Changing state dict value is not changing model

I am trying to change the value in my model’s state dict, but even after updating the state dict, the value does not change, any help would be appreciated.

sd = model.state_dict() 
sd['encoder.layer.11.output.LayerNorm._running_mean'] = layer_norm_stats['encoder.layer.11.output.LayerNorm._running_mean']  # Layer norm stats is a dict containing mean of the layer norm 
print(model.state_dict()['encoder.layer.11.output.LayerNorm._running_mean'])  # prints all zero tensor, which is the original value
print(layer_norm_stats['encoder.layer.11.output.LayerNorm._running_mean'] )  # prints the running mean, which is not the zero vector
1 Like

Shouldn’t you look at
sd['encoder.layer.11.output.LayerNorm._running_mean'] in the second print statement if it has changed ?

Thanks for your reply, that is my question, should not changing a copy of the state dict also directly change the model values

The values in the model parameters won’t be changed, if you assign a new tensor to the key in the state_dict.
You could either load the manipulated state_dict afterwards or change the parameter’s value inplace as shown here:

model = nn.Linear(1, 1)
print(model.weight)
> Parameter containing:
tensor([[0.8777]], requires_grad=True)

sd = model.state_dict()
sd['weight'] = torch.tensor([[1.]])
print(model.weight)
> Parameter containing:
tensor([[0.8777]], requires_grad=True)

model.load_state_dict(sd)
print(model.weight)
> Parameter containing:
tensor([[1.]], requires_grad=True)


# or
model = nn.Linear(1, 1)
print(model.weight)
> Parameter containing:
tensor([[-0.8112]], requires_grad=True)

with torch.no_grad():
    sd = model.state_dict()
    sd['weight'].fill_(1.)
print(model.weight)
> Parameter containing:
tensor([[1.]], requires_grad=True)
4 Likes

Thank you that was helpful!

could you please explain why is the design like this? because if one does deepcopy and then re-assign, it gets updated.

Could you explain your concern a bit more, please?
I don’t understand which object you are creating a deepcopy of and what your use case is.

Okay, I am sorry for not being clear the last time.
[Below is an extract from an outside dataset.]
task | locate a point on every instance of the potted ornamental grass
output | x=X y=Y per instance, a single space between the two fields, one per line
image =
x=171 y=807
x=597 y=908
Here is something that is weird for me:

as you have shown above one will have to run model.load_state_dict(sd) again in order to see the change in the weights in the model variable. But the following sequence of commands also changes the value in the model variable, and it is confusing:

>>> model = nn.Linear(1, 1)
>>> sd = model.state_dict()
>>> sd['weight'].copy_(torch.tensor([[1.]]))

On printing model.weight after the above sequence of instructions one will find out that the model’s weights have been updated! With whatever I understand Tensor.copy_() behaves something similar to a deepcopy - but this behavior is counterintuitive.
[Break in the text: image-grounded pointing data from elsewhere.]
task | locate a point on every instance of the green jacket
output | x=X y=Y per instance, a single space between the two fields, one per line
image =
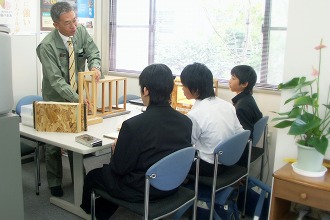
x=54 y=58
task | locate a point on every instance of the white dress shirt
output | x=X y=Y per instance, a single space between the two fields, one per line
x=214 y=120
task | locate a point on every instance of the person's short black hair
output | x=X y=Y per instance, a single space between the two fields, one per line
x=198 y=79
x=245 y=74
x=59 y=8
x=158 y=79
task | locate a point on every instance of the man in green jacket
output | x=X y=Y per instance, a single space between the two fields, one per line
x=53 y=53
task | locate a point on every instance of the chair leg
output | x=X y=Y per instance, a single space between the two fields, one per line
x=37 y=169
x=93 y=205
x=262 y=167
x=245 y=196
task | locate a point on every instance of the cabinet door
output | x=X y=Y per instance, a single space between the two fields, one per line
x=11 y=190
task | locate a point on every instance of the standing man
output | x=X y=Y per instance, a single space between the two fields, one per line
x=63 y=53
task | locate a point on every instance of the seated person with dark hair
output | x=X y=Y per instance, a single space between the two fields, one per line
x=143 y=140
x=214 y=119
x=243 y=78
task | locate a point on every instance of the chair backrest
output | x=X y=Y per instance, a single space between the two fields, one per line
x=169 y=172
x=230 y=151
x=128 y=97
x=26 y=100
x=259 y=128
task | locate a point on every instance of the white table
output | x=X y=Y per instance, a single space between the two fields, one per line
x=67 y=141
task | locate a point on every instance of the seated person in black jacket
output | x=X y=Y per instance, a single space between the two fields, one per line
x=142 y=141
x=243 y=78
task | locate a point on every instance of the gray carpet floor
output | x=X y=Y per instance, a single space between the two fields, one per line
x=39 y=207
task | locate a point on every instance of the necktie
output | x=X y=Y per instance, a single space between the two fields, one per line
x=72 y=66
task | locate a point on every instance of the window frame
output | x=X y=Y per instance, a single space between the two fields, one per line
x=266 y=31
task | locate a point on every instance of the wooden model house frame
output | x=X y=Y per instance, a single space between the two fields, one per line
x=109 y=101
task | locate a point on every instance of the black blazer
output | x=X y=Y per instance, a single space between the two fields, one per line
x=142 y=141
x=247 y=110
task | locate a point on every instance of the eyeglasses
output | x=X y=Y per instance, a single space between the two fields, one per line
x=70 y=23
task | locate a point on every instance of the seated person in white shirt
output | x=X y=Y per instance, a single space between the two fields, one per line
x=213 y=119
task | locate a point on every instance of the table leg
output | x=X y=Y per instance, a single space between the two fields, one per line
x=78 y=175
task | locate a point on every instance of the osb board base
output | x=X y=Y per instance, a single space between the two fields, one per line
x=59 y=117
x=94 y=120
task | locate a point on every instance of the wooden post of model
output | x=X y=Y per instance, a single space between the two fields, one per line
x=110 y=106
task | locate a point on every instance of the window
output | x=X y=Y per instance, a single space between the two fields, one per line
x=218 y=33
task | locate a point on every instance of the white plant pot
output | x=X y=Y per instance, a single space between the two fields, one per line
x=309 y=159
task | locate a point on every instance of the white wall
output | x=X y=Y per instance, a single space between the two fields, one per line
x=307 y=24
x=24 y=68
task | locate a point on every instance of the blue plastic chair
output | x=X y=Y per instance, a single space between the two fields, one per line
x=211 y=190
x=167 y=174
x=27 y=149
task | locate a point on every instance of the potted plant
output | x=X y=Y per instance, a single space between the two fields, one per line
x=304 y=120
Thanks for the explanation. As explained in this post references are stored in the state_dict and thus inplace operations are visible in the original model, too.
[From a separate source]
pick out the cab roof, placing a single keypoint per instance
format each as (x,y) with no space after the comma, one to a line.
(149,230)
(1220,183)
No, that’s wrong as .copy_() is an inplace operation and does not create a separate copy, but manipulates the underlying data directly inplace.

Thanks for the quick response and for clarifying that .copy_() is an in-place operation. Any reason it is designed this way? It is weird that when I am using the normal assignment, the sd variable we defined does not behave as a reference, but while using .copy_() it does!.

The state_dict uses references e.g. to avoid wasting memory. Otherwise each model.state_dict() call would create completely new tensors, which will increase the memory by the model’s parameter and buffer size. Assigning a new tensor to a dict will break the reference, so this behavior is also expected.

Then this should be true for all types of assignments right, not just in-place assignments?
Thanks again for the quick response.

I don’t know which use case you are thinking about but generally yes: creating a new tensor and assigning it to any attribute/key/etc. will overwrite the existing object and will not manipulate it inplace.

NP. Thanks for the clarification!

Sorry to bother you, I am still confused about this. Does “The state_dict uses references” mean that when I call the .state_dict() every time, it will return the parameters’ references? So that even I let .state_dict()[“weight”]=1 which breaks the references and makes the value of the dict change, the return of the .state_dict() will not change.

for param in model.state_dict():
    model.state_dict()[param] =1

for param in model.state_dict():
    print(param, model.state_dict()[param])

Yes, as seen in your code. You will replace the stored parameter reference via the param key with any object that also does not have to be a valid tensor as seen in your example. If you want to manipulate parameters through the state_dict, use inplace operations:

model = nn.Linear(1, 1)

for param in model.state_dict():
    model.state_dict()[param].fill_(1.)

for param in model.state_dict():
    print(param, model.state_dict()[param])

# weight tensor([[1.]])
# bias tensor([1.])

There are no other problems, and I sincerely thank you for your generous and clear reply! Wish you a good day :slight_smile:

1 Like